Yet another woman has come forward accusing comedian Bill Cosby of sexual assault.
Judy Huth filed a lawsuit in Los Angeles Superior Court, claiming sexual battery and infliction of emotional distress during an incident at the Playboy Mansion, according to the documents posted by Radar Online.
The alleged sexual assault took place in 1974 when Huth was 15 years old.
According to court documents, Huth and a 16-year-old friend meet Cosby when he was filming a movie at Lacy Park in Los Angeles.
After talking with the girls, the suit alleges, Cosby invited them to come to his tennis club the following Saturday "where he served them alcoholic beverages and played games of billiards."
They then went to the Playboy Mansion where, the lawsuit says, Cosby asked Huth to sit on a bed beside him, after she came out of a bathroom.

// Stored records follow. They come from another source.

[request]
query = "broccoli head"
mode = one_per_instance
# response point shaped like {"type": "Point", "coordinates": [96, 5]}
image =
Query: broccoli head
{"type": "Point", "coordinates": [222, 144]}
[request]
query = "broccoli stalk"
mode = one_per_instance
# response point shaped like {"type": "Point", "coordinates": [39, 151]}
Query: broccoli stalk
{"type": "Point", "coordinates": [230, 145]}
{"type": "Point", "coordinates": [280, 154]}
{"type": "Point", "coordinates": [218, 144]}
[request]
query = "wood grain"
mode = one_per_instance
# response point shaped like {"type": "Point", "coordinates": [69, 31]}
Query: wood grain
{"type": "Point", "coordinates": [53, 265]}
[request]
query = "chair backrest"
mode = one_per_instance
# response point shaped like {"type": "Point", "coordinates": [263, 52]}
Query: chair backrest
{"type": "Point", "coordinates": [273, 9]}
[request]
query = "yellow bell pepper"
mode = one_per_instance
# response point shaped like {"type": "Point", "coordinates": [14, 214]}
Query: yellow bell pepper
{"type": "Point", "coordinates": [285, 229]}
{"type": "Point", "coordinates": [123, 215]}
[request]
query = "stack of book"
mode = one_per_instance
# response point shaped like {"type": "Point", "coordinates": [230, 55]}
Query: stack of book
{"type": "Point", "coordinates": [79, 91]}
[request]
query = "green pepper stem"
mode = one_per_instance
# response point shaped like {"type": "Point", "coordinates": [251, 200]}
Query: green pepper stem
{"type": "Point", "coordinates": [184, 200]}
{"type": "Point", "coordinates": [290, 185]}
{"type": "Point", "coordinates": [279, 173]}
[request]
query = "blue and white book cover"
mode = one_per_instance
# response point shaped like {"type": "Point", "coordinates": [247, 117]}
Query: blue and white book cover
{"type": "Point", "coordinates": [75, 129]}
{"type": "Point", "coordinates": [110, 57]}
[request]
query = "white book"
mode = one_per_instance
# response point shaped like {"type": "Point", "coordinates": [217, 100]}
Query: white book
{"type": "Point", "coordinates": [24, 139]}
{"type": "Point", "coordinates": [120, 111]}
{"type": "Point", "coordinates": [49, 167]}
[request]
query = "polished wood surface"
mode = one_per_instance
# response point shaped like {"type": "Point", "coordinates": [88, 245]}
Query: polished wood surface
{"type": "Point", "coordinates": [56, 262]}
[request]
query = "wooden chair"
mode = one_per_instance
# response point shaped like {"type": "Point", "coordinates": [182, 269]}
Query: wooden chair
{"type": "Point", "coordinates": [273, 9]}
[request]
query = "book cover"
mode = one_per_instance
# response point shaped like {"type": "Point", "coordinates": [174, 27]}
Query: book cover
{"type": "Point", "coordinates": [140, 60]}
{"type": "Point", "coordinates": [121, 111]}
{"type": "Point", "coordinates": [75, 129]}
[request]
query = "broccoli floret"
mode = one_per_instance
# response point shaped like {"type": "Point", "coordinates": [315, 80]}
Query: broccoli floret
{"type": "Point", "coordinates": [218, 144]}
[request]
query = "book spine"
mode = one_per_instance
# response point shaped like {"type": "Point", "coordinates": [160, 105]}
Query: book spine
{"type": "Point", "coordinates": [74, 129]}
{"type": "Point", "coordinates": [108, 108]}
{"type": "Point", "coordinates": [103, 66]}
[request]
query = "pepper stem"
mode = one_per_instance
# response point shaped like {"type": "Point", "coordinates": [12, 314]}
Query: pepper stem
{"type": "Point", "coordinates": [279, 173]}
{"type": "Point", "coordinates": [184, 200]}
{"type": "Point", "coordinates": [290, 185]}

"He then proceeded to sexually molest her by attempting to put his hand down her pants, and then taking her hand in his hand and performing a sex act on himself without her consent."
CNN reached out to Cosby's lawyer Martin D. Singer, but was not immediately able to get a response.
His camp has repeatedly and vigorously denied previous allegations.
CNN also tried to contact Huth and her attorneys, but have not heard back from them.
'Horrible, horrendous allegations'
The suit goes on to call Cosby's alleged actions "malicious, oppressive and fraudulent in nature."
"This traumatic incident, at such a tender age, has caused psychological damage and mental anguish for (Huth) that has caused her significant problems throughout her life since the incident."
The case describes the damages "substantial and continuing."
Huth is asking for damages and legal fees.
Because four decades have passed since the alleged crime, It wasn't immediately clear if the case falls within the statute of limitations in California for child sex abuse.
CNN political contributor Van Jones said now is the time for Cosby to speak up, with allegations mounting.
"At some point, his silence becomes almost kind of an admission," Jones contends. "These are horrible, horrendous allegations."
Cosby has not commented on the allegations, leaving that to his lawyer.
In a recent statement, Singer said it defies common sense that "so many people would have said nothing, done nothing, and made no reports to law enforcement or asserted civil claims if they thought they had been assaulted over a span of so many years."
By CNN's count, at least 17 women have gone public with accusations.
"He owes this country. He owes his fans. He owes the women some kind of statement," said Jones, is also an attorney. "I think this level of silence for this long is unfair to everybody."
The lawsuit dropped on the same day the Daily Beast published a story in which a man named Tony Hogue alleges he rescued a female friend from Cosby's New York brownstone in 1984.
The article describes Hogue beating on the comedian's front door after receiving a frantic phone call from the woman who said, "Tony, you've got to come get me."
After Cosby answered the door, the story says, Hogue found his friend on the second floor of the home.
"She looked drugged and in a fog, and she couldn't snap out of it," he said. "She was a mess."
The Daily Beast reports this same woman was a witness in a sex assault lawsuit against Cosby, filed in 2005.
That case was settled before going to trial.
But Cosby does have his supporters.
Comedian Whoopi Goldberg said November 17 that she was skeptical of the rape claims against him by one of the accusers.
"I have a lot of questions for the lady," Goldberg said on "The View."